| Florida Times-Union
There’s a long way to go, but a running club’s $50,000 donation has started a push by nonprofit Groundwork Jacksonville to bankroll designs to connect six miles of trails through the city’s core.
“It’s huge,” Groundwork CEO Kay Ehas said of the gift from JTC Running that was the first step in a roughly $430,000 fundraising effort to help pay for the designs.
The new visuals will detail work being planned to remake a 1.3-mile stretch of the old S Line rail route crossing Springfield and surrounding neighborhoods. That section, called the S Line Connector, would connect with trails to its north and south to form an unbroken route from downtown’s Brooklyn area to Norwood Plaza near Gateway Mall on the Northside.
The city has tentatively scheduled $2.8 million in its 2021-22 capital budget to build the connector, but before then the city has an agreement with Groundwork that each will pay half of the estimated $860,000 design bill.
To have the designs ready in time, Groundwork is trying to raise its share of the project cost by December.
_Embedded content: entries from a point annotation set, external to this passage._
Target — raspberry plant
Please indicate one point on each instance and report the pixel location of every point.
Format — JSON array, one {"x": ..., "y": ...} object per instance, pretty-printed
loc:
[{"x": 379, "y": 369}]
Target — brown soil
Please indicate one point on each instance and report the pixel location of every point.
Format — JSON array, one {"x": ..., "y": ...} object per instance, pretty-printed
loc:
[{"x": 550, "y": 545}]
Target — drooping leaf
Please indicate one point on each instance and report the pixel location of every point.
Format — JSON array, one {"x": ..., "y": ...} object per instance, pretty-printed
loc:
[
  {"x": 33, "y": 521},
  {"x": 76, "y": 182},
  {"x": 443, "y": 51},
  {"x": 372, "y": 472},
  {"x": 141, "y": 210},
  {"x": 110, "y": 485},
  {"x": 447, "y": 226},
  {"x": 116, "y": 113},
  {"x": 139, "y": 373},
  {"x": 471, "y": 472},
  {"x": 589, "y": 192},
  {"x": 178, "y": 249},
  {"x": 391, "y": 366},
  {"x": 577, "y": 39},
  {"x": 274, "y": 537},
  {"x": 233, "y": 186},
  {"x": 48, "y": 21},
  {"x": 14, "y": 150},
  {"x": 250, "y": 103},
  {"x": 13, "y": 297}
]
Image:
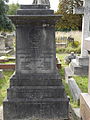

Ehas said she the group is asking wealthy donors and grant-giving foundations but having a substantial part of the money already on hand is helping to get the project started.
In addition to two existing stretches of the S Line, construction is scheduled to start this year on a model leg of Groundwork’s Emerald Trail, a web of greenways intended to eventually stretch for 30 miles and include the S Line.
The model section will run from the S Line’s southern endpoint near Myrtle Avenue in LaVilla to Park Street in Brooklyn near McCoys Creek.
Being able to run or bike a trail from McCoys Creek to the Northside could have real appeal, said Larry Roberts, president of JTC Running, the club that organizes the annual Gate River Run and other First Coast races.
He said some JTC members already use the northern leg of the S Line, which passes near Evergreen Cemetery, but it’s not that well known because it’s out of the way for many people.
A Northside route that passes through downtown has more visibility and, Roberts said, could find Southside fans when a multi-use path the Department of Transportation is building alongside the Fuller Warren Bridge is completed next year, making it easier to bike from one side of the river to the other and learn about new parts of town.
“I just think it’s a great idea for inclusiveness,” he said of Groundwork’s project.
Early steps to design the S Line Connector could start next month for part of the plans needed around the Phoenix Arts District along Liberty Street.
The 4.5-acre complex of warehouses is targeted for conversion into artist studios and workshops, galleries and apartments. Ehas said having some design in hand could help both her group and people interested in the new district taking shape there.
Initial renderings of the S Line Connector emphasize walkways, landscaping and lighting, but the final designs have to be specific and detailed enough for contractors to actually build.